Max Krochmal is Professor of History, Director of Justice Studies, and the Czech Republic Endowed Professor in Comparative Urban Studies at the University of New Orleans. He is a member of the Local Executive Board of the United Campus Workers Southeast, CWA Local 3821, and a delegate to the Greater New Orleans AFL-CIO. Krochmal recently co-created a traveling public history exhibition, Don’t Stand Alone: Black Labor Organizing in New Orleans, and he is now launching the Economic Justice Research Lab at UNO.

Previously, Krochmal spent more than a decade teaching, researching, and organizing in Texas. His first book, Blue Texas: The Making of a Multiracial Democratic Coalition in the Civil Rights Era (University of North Carolina Press) won the OAH’s Frederick Jackson Turner Award, the NACCS Tejas Foco Non-Fiction Book Award, and other prizes. He is the co-editor of Civil Rights in Black and Brown: Histories of Resistance and Struggle in Texas (University of Texas Press), winner of the Oral History Association Book Award, and he led the collaborative effort to conduct the 530 interviews that undergird the volume. In partnership with colleagues and the Fort Worth Independent School District Krochmal, Krochmal co-authored Latinx Studies Curriculum in K-12 Schools: A Practical Guide (TCU Press). In 2023, Krochmal was admitted as an expert witness on Voting Rights in U.S. federal court in Petteway v. Galveston County.
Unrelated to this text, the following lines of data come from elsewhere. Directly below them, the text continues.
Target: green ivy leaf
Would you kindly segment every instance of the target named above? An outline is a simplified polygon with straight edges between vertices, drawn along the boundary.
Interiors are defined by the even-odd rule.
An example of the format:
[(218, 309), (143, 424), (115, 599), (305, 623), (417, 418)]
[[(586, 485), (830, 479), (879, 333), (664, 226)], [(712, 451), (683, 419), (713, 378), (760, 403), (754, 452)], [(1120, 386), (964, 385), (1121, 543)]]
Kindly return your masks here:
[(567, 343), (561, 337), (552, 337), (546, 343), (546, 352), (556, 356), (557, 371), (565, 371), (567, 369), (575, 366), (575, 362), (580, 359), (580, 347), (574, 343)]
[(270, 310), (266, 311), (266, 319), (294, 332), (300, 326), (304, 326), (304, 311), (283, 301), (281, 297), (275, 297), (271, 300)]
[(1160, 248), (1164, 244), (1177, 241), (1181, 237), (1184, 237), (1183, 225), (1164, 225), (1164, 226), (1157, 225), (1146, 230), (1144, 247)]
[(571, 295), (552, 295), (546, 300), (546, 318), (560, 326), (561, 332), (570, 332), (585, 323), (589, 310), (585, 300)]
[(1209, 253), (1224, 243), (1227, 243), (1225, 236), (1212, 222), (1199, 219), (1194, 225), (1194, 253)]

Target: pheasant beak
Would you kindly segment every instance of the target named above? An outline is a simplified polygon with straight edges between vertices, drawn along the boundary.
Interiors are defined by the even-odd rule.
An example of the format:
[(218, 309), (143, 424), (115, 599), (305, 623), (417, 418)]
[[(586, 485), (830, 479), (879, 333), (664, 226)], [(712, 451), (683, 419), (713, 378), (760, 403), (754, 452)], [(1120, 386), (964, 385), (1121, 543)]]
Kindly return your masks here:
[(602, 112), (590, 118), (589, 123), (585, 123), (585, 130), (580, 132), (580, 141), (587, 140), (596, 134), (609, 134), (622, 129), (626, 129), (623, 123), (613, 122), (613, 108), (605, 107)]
Krochmal’s scholarship has been supported by the National Endowment for the Humanities, a Fulbright-García Robles Fellowship in Mexico, the Clements Center for Southwest Studies, and, most recently, the Andrew W. Mellon Foundation. He is an OAH Distinguished Lecturer and the Past President of the Southern Labor Studies Association. Before becoming a professor, Krochmal was an organizer with the Service Employees International Union and among banana workers in Ecuador.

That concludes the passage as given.